El Nuevo Diario did an investigation regarding these I.D. cards and found brothels where teenagers and other minors were working as prostitutes, having obtained I.D. cards with false ages without presenting the required documentation.
In order to prove these cases of corruption El Nuevo Diario reporter Carlos Larios requested an I.D. card with no kind of documentation or birth certificate, through a niece who, saying she was a minor, accompanied a pimp to the offices of Electoral Council officials. She obtained the I.D. card by paying a small amount of money.

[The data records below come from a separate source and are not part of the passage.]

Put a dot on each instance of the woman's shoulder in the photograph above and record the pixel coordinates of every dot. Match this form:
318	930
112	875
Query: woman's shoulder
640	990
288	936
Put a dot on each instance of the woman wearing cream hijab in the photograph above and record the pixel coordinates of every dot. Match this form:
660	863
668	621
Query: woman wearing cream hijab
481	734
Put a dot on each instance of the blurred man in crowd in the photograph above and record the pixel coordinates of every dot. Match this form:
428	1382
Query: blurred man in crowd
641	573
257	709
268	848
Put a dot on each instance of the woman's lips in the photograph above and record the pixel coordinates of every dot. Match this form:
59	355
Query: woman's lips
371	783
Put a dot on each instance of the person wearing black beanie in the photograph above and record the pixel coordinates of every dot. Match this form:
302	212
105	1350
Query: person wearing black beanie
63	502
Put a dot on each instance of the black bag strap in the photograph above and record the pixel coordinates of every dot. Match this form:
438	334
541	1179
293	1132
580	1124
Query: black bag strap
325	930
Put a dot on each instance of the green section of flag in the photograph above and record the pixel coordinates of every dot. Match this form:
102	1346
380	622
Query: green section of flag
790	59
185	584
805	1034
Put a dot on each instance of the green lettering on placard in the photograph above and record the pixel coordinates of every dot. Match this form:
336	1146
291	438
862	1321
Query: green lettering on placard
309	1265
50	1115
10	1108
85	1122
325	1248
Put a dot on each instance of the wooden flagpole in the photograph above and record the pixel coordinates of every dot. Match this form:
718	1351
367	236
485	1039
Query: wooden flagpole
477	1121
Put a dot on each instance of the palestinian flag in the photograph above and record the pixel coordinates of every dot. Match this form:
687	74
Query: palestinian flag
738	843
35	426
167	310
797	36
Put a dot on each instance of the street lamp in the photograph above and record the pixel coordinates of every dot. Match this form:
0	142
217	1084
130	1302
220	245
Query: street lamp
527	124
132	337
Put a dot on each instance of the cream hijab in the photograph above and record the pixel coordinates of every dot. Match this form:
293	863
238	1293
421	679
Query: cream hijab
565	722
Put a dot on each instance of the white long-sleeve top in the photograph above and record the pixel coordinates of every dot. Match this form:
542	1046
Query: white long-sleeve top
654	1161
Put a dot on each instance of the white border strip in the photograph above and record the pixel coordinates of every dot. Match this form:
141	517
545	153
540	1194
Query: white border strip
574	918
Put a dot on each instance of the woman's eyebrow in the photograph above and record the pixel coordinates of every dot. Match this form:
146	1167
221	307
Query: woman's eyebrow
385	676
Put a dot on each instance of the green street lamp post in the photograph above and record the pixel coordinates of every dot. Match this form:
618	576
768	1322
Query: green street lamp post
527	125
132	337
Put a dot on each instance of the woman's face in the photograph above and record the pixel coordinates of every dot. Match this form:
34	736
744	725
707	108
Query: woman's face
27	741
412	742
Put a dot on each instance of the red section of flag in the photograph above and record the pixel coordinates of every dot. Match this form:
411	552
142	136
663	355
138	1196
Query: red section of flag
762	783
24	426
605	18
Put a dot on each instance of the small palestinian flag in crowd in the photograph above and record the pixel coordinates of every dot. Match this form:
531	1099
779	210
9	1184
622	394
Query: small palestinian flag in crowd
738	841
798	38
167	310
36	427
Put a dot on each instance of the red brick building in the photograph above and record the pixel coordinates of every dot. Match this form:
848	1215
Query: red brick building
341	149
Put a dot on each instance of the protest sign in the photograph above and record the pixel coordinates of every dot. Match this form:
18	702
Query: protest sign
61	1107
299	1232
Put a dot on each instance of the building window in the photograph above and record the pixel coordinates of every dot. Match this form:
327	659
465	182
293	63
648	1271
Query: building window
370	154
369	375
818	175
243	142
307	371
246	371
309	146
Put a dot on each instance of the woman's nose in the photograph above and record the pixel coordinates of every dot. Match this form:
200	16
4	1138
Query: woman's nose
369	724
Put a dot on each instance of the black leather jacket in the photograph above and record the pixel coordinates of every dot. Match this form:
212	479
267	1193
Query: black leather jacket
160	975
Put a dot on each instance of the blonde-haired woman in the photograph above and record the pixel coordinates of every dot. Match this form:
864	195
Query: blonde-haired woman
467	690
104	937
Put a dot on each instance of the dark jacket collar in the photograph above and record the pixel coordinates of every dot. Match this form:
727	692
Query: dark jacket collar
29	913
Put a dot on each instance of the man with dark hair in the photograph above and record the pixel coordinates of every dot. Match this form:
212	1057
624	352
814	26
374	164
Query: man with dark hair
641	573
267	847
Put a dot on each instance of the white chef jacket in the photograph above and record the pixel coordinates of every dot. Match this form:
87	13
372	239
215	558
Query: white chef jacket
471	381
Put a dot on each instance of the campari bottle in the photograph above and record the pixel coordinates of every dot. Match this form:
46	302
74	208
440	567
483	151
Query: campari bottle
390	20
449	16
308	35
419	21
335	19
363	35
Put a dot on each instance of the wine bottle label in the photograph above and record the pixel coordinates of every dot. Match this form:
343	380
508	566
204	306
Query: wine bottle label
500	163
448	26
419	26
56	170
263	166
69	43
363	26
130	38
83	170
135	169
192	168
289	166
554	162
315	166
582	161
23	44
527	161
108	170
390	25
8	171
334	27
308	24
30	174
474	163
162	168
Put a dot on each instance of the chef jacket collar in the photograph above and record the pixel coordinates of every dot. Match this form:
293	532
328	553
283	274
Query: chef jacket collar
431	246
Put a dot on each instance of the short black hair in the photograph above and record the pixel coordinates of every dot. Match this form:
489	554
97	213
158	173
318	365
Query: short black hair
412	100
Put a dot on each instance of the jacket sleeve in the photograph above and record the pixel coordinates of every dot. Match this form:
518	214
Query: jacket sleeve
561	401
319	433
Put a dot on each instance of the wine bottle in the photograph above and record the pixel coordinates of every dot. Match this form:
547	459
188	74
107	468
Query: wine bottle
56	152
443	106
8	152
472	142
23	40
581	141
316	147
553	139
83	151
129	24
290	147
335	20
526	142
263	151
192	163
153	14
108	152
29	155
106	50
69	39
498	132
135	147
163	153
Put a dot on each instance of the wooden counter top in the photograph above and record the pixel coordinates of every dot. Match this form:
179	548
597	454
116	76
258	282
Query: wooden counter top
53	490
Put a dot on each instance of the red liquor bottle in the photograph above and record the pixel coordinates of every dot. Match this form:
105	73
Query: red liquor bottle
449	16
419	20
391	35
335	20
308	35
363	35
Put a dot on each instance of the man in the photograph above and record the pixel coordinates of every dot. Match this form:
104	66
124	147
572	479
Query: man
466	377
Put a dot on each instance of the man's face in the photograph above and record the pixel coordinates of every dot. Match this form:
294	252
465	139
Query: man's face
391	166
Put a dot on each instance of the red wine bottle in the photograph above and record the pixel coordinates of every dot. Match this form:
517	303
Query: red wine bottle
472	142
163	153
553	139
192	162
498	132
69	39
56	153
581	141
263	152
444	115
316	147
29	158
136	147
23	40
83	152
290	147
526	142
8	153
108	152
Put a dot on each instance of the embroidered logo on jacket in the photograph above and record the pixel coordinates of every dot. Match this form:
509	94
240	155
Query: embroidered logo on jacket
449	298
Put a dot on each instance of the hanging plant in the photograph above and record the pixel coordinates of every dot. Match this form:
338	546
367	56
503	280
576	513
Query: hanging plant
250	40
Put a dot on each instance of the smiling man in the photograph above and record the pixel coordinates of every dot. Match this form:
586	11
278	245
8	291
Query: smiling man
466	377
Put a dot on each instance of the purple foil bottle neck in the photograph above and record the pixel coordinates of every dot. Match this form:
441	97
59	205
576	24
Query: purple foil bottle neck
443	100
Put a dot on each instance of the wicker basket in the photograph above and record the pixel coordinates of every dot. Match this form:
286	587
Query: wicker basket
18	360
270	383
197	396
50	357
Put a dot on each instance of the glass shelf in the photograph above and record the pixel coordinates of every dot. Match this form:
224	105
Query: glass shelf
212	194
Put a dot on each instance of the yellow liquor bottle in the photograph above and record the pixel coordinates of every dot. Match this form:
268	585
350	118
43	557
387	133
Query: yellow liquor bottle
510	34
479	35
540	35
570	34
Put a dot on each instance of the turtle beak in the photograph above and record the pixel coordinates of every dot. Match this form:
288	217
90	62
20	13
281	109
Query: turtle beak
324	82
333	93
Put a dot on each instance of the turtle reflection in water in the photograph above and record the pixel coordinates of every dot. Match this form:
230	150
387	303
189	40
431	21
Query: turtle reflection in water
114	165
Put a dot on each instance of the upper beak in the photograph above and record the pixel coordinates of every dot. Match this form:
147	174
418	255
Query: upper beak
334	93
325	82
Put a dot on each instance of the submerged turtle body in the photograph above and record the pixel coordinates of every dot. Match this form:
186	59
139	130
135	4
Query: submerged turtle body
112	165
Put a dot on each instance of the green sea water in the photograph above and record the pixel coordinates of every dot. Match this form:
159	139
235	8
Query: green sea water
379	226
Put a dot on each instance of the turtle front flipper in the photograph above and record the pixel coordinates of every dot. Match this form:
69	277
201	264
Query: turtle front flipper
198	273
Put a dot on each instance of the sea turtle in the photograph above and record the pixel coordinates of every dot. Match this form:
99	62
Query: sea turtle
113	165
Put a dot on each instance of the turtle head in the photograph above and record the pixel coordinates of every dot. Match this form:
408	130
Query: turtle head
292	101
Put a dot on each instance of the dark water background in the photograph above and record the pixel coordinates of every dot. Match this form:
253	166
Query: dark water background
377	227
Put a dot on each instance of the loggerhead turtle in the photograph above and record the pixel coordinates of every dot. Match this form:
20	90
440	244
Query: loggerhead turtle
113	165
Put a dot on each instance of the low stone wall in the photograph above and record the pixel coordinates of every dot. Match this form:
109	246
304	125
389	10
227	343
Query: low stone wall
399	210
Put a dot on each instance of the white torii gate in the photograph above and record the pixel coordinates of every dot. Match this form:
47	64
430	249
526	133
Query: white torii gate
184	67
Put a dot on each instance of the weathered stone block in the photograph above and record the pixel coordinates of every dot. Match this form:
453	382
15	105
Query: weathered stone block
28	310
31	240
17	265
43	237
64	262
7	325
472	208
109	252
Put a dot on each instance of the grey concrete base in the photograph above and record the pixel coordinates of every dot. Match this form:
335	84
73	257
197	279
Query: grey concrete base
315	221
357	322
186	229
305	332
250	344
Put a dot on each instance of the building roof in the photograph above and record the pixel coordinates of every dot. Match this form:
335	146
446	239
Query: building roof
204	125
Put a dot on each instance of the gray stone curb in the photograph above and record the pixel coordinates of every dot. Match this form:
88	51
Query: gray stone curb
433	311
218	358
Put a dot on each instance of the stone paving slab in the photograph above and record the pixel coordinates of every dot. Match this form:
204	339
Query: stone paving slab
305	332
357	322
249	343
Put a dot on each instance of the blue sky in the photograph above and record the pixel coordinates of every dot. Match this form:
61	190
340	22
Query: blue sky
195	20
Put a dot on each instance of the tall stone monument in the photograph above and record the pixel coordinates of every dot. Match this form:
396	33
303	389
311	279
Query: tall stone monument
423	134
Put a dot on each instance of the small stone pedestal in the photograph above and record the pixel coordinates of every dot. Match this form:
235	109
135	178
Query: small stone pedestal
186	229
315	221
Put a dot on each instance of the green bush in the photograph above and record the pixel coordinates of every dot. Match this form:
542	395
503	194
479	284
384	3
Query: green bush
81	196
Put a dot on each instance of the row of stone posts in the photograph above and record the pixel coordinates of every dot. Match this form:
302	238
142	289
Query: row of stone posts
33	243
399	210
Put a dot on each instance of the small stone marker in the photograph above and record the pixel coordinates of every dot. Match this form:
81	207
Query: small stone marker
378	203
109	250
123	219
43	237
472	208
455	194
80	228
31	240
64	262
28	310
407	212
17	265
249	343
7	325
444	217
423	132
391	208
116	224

When the newspaper published its investigation the Electoral Council instead of looking into the matter and punishing the officials accused the young woman of false testimony, despite the fact that she never used the I.D. card for any other purpose than the journalistic denunciation. Although the accusation did not prosper the precedent is serious because it shows intolerance of criticism by independent media and a lack of will to correct the abuses that are exposed. That incident was reported to the Special Rapporteur of the United Nations Human Rights Council.
Attorney General Hernán Estrada at one of the forums of Ortega-supporting journalists declared that civil society organizations benefit from the Anti-Corruption Donors Program which he said pays independent journalists and media to do investigative reporting against the government. He named reporter Luis Galeano of El Nuevo Diario and Carlos Fernando Chamorro of Confidencial.
According to Estrada funds are channeled through the Communication Investigations Center and the Central American University (UCA). The university said that since 2003 they have been involved in a project to strengthen investigative reporting and journalist are not paid, rather they are awarded prizes for the best works. When Galeano protested, Estrada presented no evidence.